The black-bellied slender salamander (Batrachoseps nigriventris) is a small species of salamander that is endemic to California.

==Distribution==
This salamander prefers California chaparral and woodlands habitats of Coast live oak - Quercus agrifolia and California sycamore - Platanus racemosa.

==Description==
The black-bellied slender salamander is about 3.1 to 4.3 cm long. It has a worm-like body, a small head and small limbs, and a long cylindrical tail, often twice the length of its body.

The black-bellied slender salamander can have a black, tan, reddish, brown or beige dorsum often with a contrasting broad mid-dorsal stripe of similar colors. It has a purplish or black venter with fine light speckling over the entire surface.

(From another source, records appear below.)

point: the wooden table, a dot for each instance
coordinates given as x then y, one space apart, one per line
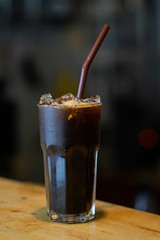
23 216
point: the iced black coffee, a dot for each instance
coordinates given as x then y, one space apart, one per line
69 135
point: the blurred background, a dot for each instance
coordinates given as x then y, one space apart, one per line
43 44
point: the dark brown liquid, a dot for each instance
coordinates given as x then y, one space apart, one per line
70 142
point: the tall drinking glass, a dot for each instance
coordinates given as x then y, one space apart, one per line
70 137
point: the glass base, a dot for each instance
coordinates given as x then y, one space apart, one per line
72 218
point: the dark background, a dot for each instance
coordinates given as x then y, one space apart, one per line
43 45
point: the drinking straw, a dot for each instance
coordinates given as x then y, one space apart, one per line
89 60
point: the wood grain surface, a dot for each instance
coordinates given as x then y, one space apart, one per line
23 217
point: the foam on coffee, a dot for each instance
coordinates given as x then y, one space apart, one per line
69 101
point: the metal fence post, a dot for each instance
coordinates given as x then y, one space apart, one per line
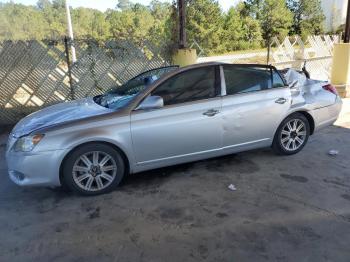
72 95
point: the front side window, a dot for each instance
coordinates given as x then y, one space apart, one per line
245 79
192 85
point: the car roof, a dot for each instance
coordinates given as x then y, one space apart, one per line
221 63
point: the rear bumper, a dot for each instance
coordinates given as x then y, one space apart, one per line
35 169
326 116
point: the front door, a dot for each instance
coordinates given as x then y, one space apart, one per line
257 100
188 127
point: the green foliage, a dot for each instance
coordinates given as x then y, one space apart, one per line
244 26
276 19
204 24
308 17
124 5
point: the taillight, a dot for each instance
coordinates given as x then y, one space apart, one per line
330 88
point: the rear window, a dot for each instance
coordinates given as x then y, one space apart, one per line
244 79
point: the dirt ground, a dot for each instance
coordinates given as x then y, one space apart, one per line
293 208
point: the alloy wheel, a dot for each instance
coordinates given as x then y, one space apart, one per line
94 171
293 135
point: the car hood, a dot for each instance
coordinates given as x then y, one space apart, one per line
60 113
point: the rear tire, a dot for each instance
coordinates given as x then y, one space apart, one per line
292 135
93 169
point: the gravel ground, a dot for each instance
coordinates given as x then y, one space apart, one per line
293 208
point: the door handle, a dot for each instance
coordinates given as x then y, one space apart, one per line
211 112
281 100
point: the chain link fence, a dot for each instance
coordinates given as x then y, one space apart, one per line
35 74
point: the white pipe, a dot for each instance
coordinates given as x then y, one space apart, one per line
70 32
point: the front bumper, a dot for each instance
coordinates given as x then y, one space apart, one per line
35 169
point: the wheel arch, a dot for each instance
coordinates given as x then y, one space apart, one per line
308 116
310 119
122 153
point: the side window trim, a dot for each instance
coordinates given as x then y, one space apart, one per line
272 70
223 81
217 85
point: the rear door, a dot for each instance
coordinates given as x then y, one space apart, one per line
188 127
256 102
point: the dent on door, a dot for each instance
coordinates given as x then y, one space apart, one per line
177 134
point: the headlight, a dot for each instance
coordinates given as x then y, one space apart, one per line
27 143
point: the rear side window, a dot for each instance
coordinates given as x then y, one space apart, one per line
192 85
277 80
245 79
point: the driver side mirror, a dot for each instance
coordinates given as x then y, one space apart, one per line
151 102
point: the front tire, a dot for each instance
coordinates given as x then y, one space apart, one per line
292 135
93 169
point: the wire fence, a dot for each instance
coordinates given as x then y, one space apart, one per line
35 74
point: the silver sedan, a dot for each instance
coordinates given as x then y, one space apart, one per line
164 117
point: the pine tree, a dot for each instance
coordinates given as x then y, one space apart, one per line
308 17
276 19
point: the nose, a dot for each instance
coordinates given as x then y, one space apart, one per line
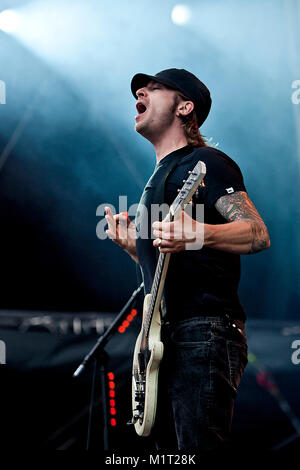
141 92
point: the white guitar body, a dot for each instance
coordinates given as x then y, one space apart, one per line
148 350
143 426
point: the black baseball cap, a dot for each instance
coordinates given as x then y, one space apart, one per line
185 82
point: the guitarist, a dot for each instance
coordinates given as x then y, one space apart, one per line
205 347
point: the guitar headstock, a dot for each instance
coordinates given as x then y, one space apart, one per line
189 188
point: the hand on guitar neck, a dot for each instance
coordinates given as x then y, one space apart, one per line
122 231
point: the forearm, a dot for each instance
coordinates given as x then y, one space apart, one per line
240 237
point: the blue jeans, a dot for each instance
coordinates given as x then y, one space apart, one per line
204 358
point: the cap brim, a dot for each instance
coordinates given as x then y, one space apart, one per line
141 79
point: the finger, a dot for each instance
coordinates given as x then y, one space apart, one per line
157 233
163 226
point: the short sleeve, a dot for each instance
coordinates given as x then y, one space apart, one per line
223 176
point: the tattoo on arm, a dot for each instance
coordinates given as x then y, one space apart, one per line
238 206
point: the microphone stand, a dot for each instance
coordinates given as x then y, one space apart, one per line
98 354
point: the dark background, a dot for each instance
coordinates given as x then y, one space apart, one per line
68 145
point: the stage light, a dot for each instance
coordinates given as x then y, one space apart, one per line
181 14
9 21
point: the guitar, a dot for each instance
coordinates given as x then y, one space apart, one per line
148 350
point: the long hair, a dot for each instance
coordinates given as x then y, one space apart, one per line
189 124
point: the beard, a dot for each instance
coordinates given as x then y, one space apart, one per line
152 127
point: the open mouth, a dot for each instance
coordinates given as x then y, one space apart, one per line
141 108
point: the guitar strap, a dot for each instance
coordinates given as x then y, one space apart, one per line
158 197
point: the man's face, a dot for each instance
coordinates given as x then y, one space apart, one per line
156 109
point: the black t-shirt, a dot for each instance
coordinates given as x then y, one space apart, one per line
198 282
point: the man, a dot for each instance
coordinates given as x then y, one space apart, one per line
205 348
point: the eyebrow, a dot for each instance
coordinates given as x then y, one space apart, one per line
154 83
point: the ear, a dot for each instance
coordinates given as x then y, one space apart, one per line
185 108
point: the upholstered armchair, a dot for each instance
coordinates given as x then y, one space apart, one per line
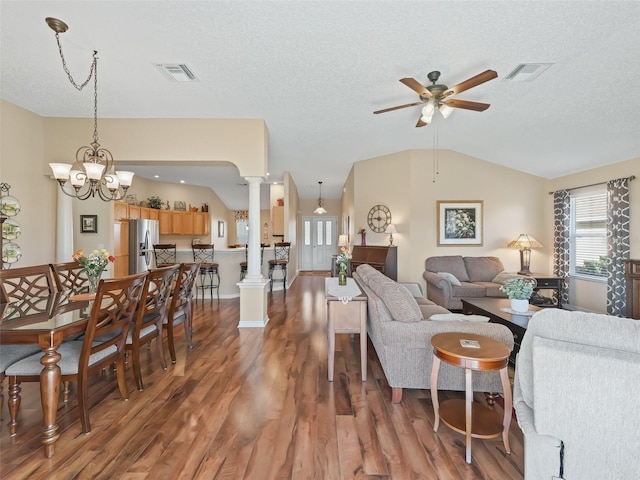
576 396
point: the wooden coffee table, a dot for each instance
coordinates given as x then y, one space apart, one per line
492 308
466 416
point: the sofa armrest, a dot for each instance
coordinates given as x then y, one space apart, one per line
414 288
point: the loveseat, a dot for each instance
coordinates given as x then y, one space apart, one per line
576 396
454 277
400 326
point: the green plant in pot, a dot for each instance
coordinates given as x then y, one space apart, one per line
519 291
154 202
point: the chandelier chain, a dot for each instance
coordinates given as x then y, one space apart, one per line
94 66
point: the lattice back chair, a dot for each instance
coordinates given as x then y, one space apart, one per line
203 254
180 308
70 277
26 283
113 309
279 262
150 316
243 265
165 254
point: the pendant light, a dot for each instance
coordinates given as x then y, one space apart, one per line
320 210
94 172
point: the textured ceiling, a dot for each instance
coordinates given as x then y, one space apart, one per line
315 72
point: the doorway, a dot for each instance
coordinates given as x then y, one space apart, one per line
319 236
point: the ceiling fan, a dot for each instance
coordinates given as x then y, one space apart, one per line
438 97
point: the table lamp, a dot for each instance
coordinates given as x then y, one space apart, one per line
525 243
391 229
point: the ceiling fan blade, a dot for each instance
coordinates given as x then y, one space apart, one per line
391 109
416 86
467 105
471 82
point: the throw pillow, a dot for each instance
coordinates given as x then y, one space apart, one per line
451 278
458 317
400 303
504 277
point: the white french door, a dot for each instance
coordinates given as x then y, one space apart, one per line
319 236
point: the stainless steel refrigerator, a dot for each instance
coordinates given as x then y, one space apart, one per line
143 234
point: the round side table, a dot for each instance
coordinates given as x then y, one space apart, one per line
466 416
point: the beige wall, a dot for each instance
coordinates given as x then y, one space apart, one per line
405 183
21 154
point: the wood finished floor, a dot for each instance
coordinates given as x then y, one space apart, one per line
255 404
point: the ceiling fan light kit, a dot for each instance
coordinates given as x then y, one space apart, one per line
439 97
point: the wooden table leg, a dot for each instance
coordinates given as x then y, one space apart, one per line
50 378
506 423
434 392
363 341
468 395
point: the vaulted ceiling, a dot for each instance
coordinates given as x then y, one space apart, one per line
316 70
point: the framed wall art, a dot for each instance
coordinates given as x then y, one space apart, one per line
88 224
459 222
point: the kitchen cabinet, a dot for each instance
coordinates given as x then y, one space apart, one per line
166 225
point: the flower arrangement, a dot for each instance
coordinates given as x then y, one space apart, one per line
95 262
343 258
519 288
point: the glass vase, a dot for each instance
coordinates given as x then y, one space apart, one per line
94 279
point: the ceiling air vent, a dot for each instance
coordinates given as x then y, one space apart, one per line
176 72
526 72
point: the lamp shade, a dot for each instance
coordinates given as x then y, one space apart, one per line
525 241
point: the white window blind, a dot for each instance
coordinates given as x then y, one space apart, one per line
589 234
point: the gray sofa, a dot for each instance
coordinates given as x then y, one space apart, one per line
400 331
454 277
576 396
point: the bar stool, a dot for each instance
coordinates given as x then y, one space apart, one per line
165 254
203 254
243 265
279 262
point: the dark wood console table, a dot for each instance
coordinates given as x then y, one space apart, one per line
381 258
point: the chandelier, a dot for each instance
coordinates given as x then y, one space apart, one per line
93 172
320 210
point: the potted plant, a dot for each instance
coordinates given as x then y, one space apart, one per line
519 291
154 202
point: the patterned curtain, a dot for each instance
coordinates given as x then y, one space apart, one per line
618 249
561 226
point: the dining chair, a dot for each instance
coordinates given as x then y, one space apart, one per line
203 253
165 254
180 308
112 311
70 277
243 265
150 316
26 283
279 262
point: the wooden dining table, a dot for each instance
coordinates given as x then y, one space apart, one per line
46 322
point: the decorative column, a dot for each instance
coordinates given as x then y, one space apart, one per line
253 289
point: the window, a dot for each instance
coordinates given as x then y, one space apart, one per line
589 233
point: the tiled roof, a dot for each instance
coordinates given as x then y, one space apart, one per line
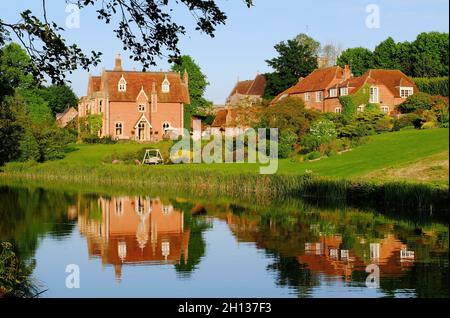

This species will coil its body and tail when handled; it is fragile and easily injured. Batrachoseps nigriventis looks similar to the related species Batrachoseps pacificus and Batrachoseps gabrieli.

== Reproduction ==
These salamanders reproduce by laying eggs, which are usually buried underground and thus rarely seen.

== Food web ==
The diet of the black-bellied salamander is poorly documented but is probably similar to the diet of the garden slender salamander, which includes worms, larva, small terrestrial arthropods and mollusks. Potential predators include gray foxes, skunks, raccoons, skinks, and ringtails.